Al relutou por um momento. Falar o nome dela depois de tanto tempo lhe trazia na memória todas as coisas boas que viveram juntos. Aquilo doía forte no peito, pois era a coisa que nunca havia superado. Tinha sido a única mulher que havia amado, a mulher que ele sonhou durante anos a fio, a mulher que lhe tornou um homem.

Depois de anos se referindo a ela apenas como "ela", ou "garota do cabelo cor de beringela", era hora de quebrar o tabu. E por se submeter ao treinamento, deveria expor todas as suas dificuldades e anseios pro seu mestre.

"Val... Pode chamá-la de Val", disse Al, com os olhos cheios de lágrimas e saudades do seu grande amor, "Depois dessa caça às pessoas que trabalhavam com o meu irmão recebemos uma ordem da Velha. Ela disse que deveríamos viver uma vida comum e acabamos nos apaixonando, afinal éramos homem e mulher, e havíamos convivido durante um longo tempo juntos. Nos casamos, e em 25 de maio de 2006 ela morreu... Por minha culpa".

"Você a matou?"

"Não. Eu a enganei. Eu a decepcionei profundamente, e justo eu que era tudo o que ela tinha. Joguei os argumentos dela contra a parede e a interroguei sobre uma besteira, mas que abalou completamente nossa confiança. Ela tinha sérios problemas depressivos, e foi na nossa relação que ela voltou a sorrir, a se amar, e a se olhar no espelho. Foi no dia 25 de maio. Desde então todos esses dias são difíceis pra mim, pois tenho muitas saudades dela, e me arrependo profundamente de ter feito isso".

"Entendo. Mas você está muito acabado fisicamente. Estresse?"

"Não. A chefe da equipe médica, Victoire Blain, me acusou de ter assassinado Émilie. Ela é a irmã caçula dela, porém, isso tudo era mentira. Émilie se suicidou em 2012 com seu marido, um milionário que entrou em falência depois da queda do Lehman Brothers.
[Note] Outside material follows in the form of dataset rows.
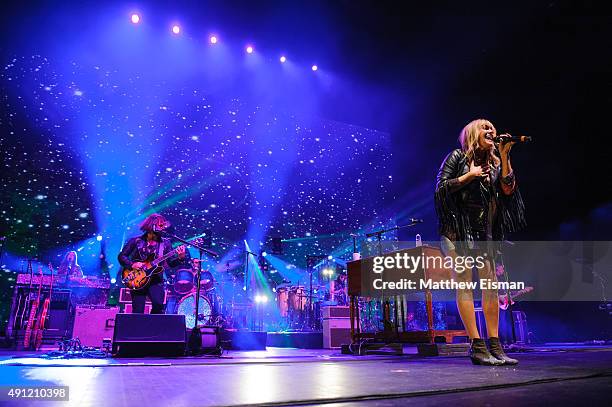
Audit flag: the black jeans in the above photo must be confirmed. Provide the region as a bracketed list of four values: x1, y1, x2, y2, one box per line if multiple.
[132, 282, 164, 314]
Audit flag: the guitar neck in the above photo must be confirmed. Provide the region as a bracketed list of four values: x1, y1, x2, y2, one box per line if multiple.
[151, 248, 178, 267]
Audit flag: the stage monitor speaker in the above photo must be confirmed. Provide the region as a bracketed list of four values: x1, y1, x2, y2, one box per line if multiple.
[123, 302, 153, 314]
[119, 288, 169, 304]
[113, 314, 186, 356]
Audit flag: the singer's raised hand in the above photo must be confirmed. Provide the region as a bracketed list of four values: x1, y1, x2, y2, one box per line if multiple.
[497, 134, 516, 157]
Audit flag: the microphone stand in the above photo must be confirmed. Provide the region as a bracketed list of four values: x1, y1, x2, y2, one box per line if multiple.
[159, 230, 219, 355]
[244, 249, 259, 330]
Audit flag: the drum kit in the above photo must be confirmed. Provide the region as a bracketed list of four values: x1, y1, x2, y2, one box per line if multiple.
[166, 259, 242, 328]
[166, 259, 344, 331]
[276, 281, 344, 331]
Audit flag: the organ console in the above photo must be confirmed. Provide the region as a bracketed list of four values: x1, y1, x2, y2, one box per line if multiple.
[347, 246, 467, 343]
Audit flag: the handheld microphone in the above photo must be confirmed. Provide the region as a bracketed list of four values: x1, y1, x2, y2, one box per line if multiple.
[493, 134, 531, 144]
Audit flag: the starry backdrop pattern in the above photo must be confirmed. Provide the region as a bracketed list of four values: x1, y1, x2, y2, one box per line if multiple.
[0, 55, 392, 284]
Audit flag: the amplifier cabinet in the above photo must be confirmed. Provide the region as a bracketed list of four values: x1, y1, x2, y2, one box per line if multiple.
[119, 288, 168, 304]
[72, 306, 119, 347]
[123, 302, 153, 314]
[321, 305, 351, 318]
[323, 318, 351, 349]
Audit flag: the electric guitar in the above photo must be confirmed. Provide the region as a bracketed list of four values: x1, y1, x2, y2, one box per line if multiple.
[499, 287, 533, 311]
[121, 239, 202, 290]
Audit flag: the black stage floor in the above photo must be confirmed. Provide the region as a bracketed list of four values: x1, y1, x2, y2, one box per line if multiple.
[0, 346, 612, 407]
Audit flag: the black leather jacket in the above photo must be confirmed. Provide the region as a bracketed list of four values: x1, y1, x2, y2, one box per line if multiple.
[434, 149, 525, 242]
[117, 234, 183, 284]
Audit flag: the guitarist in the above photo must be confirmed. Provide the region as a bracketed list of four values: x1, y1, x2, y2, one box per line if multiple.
[118, 213, 186, 314]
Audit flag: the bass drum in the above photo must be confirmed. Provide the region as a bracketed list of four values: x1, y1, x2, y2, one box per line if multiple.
[176, 292, 212, 329]
[174, 269, 194, 294]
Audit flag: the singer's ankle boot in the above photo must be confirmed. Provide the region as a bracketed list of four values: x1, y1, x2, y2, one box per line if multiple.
[470, 338, 504, 366]
[489, 338, 518, 365]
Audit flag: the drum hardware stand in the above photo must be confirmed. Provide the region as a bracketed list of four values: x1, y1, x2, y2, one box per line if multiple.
[160, 230, 219, 355]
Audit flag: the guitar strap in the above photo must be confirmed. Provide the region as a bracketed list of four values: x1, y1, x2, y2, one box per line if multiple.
[157, 239, 165, 259]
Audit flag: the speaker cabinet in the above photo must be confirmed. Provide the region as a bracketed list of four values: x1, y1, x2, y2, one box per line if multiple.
[113, 314, 186, 356]
[123, 302, 153, 314]
[72, 306, 119, 347]
[323, 318, 351, 349]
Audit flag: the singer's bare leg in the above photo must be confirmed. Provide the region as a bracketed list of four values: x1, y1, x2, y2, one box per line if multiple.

Como chefe da equipe médica, ela tinha diversos meios de me matar sem produzir nenhuma prova contra ela, e por isso que há mais de dez anos atrás ela injetou em mim um vírus, produzido e pesquisado por ela mesma, que me fez contrair a Síndrome de Werner. Envelhecimento precoce, por isso estou cheio de cabelos brancos e dificuldades no corpo, estou envelhecendo de maneira muito mais acelerada".

"Estranho, mais de dez anos? Não era pra você já estar morto?".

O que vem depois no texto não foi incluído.